[Python-Dev] Progress on Psyco

Thu, 20 Sep 2001 18:31:54 +0200 (CEST)

Hello everybody,

A short note about my progress on Psyco, the kind of compiler for Python.

In its latest form it is a kind of just-in-time compiler, working at
run-time. It consists of two parts: a language-independent "glue" part
(which I more or less finished), and the inner loop of the Python
interpreter rewritten in a special, resticted language. The "glue" part
executes Python programs by running the interpreter, but not in the common
way. The run-time data are split into what must be known to produce good
processor code, and what need not be. Typically, we need to know at least
which Python code to interpret before we can make good processor code that
performs similarily; in the case of Python we will probably also need to
know the type fields of the actual Python objects fed to the Python code;
the processor code can be very efficiently optimized depending on the
type. On the other hand, if the Python objects are, say, integers, then
the same processor code can easily manipulate all possible integer values.
The "glue" code is responsible for choosing which data goes into which
category, and managing caches of the produced code.
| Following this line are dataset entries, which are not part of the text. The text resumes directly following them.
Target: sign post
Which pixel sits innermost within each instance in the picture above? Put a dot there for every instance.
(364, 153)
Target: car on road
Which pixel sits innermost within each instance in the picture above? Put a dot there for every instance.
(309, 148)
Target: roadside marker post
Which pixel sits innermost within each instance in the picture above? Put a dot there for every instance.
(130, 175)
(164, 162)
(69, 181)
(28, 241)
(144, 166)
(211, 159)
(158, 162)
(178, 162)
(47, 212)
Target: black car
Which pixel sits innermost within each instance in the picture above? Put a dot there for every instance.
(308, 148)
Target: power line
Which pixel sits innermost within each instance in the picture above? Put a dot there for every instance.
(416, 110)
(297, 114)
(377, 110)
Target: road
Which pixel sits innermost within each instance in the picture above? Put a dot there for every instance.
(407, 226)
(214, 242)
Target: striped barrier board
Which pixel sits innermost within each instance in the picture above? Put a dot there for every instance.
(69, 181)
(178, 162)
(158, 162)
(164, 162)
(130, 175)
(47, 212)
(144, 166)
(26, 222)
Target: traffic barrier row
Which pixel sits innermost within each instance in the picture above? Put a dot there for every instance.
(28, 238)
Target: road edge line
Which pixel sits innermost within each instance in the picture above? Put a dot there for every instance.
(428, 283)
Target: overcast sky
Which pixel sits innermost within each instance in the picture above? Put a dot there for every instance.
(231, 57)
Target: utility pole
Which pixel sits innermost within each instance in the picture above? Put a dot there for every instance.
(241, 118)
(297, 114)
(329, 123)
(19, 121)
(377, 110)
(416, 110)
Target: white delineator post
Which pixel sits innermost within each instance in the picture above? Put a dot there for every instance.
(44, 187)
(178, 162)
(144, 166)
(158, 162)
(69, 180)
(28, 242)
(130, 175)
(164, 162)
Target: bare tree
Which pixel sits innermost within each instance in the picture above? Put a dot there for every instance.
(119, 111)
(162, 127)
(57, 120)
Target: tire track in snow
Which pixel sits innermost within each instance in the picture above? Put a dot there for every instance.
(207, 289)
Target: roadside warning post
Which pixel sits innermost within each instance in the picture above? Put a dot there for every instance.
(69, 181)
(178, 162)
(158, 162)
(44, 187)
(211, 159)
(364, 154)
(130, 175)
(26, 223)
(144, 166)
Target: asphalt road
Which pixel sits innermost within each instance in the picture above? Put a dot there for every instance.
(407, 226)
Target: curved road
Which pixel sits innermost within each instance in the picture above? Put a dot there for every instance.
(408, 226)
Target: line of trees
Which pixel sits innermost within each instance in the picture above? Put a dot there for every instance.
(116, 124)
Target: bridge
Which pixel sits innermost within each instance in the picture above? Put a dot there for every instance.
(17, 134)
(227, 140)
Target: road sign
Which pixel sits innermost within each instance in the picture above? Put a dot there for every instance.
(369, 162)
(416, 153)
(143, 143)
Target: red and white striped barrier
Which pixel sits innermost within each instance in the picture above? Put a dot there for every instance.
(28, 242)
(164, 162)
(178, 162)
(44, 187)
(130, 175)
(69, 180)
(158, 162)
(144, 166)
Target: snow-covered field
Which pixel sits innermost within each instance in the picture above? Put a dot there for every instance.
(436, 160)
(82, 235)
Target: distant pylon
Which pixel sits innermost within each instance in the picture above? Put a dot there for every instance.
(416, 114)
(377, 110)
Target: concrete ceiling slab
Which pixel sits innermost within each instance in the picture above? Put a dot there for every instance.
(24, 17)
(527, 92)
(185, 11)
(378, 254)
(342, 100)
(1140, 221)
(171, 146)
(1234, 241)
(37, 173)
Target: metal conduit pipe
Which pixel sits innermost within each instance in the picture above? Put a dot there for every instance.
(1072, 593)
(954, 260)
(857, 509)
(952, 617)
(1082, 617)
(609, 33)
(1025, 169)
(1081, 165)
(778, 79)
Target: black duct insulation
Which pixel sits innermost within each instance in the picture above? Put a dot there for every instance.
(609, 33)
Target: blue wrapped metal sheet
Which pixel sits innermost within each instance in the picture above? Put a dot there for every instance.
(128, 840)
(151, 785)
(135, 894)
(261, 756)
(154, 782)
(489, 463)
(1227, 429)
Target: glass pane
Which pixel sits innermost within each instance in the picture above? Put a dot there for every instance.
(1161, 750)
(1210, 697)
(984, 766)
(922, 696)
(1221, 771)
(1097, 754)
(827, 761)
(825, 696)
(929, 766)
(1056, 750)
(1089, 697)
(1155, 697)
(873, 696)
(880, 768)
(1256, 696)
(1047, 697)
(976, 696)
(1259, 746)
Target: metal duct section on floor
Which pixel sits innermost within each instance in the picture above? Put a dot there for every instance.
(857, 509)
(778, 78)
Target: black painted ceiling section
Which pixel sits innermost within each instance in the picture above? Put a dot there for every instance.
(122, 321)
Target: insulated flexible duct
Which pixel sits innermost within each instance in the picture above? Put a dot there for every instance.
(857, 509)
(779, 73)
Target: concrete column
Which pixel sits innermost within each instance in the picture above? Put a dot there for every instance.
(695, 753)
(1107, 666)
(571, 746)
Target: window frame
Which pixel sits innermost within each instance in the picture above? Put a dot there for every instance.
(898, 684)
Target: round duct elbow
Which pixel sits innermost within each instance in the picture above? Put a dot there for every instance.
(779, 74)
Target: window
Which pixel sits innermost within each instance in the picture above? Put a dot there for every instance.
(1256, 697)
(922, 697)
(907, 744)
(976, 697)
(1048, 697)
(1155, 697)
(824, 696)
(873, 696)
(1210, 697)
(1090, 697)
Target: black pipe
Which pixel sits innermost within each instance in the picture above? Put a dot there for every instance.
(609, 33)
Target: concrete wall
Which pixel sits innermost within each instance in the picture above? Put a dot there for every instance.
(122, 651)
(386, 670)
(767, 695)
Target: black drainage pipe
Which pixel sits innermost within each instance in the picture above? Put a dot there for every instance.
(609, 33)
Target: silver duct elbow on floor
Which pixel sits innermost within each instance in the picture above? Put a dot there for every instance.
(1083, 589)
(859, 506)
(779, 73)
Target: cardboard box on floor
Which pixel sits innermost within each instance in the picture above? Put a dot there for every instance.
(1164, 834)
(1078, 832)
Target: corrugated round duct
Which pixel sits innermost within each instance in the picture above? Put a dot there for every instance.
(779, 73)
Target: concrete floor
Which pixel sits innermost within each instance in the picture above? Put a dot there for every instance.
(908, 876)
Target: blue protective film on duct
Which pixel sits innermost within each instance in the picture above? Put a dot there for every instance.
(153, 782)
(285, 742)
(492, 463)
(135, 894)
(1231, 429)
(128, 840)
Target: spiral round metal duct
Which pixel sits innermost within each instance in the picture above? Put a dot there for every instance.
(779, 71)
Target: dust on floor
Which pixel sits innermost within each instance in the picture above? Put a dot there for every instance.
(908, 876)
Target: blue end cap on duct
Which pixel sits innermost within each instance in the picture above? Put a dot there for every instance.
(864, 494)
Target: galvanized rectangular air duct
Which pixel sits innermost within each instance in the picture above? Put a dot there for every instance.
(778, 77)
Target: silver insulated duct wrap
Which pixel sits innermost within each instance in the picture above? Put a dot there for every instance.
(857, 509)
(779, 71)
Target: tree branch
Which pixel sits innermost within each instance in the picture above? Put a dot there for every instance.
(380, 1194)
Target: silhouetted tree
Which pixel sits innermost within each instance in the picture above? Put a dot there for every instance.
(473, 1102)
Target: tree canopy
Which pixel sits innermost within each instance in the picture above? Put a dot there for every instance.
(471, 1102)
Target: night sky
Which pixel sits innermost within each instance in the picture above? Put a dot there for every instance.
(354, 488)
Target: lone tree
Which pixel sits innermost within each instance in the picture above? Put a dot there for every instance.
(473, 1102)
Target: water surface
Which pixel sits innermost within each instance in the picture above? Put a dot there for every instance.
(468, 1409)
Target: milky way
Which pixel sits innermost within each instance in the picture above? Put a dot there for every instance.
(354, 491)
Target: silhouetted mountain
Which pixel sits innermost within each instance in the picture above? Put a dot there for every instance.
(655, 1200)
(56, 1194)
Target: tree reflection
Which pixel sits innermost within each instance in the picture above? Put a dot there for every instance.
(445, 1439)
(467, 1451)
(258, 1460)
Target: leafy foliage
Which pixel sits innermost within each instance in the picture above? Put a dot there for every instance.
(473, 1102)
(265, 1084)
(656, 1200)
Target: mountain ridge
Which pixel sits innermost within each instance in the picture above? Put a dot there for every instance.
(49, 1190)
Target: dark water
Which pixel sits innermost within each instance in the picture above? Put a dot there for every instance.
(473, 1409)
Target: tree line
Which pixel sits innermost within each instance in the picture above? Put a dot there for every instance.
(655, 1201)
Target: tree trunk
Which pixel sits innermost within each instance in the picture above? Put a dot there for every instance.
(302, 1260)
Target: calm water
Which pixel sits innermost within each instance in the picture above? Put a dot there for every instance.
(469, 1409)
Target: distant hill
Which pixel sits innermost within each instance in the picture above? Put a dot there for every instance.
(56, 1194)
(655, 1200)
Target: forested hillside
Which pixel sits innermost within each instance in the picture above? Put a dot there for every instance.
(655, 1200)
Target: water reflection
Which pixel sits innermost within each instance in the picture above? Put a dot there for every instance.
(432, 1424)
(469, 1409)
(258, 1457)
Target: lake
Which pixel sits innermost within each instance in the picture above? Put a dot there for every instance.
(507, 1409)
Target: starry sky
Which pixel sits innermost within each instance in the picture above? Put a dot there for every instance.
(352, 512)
The Python-dependent
part of the code either makes computations at compile-time (for
compile-time-known values) or emits code to do it at run-time (for the
rest).

The choice between the two categories of data is not done statically; I
mean, I didn't say "Python code and type fields are in category 1, the
rest in category 2", which would amount to writing a JIT compiler with
type-analysis. No; I let this separation be done based on the uses of the
data. In two words, if I have a "switch" on data, or a call to function
pointer, then knowing the data at compile time enables significant
improvements, so I mark that data as "category 1"; as long as this does
not occur data is in "category 2".

This makes the approach quite general, I think. Experiment will be needed
to know whether it performs reasonably well. Another interesting point to
note is that this idea applies to any other interpreted language; all you
need to do is rewrite the inner loop of the interpreter for the other
language in a special way. Orthogonally, you can change the target
processor by adapting parts of the "glue" code.

More about it later,

Armin.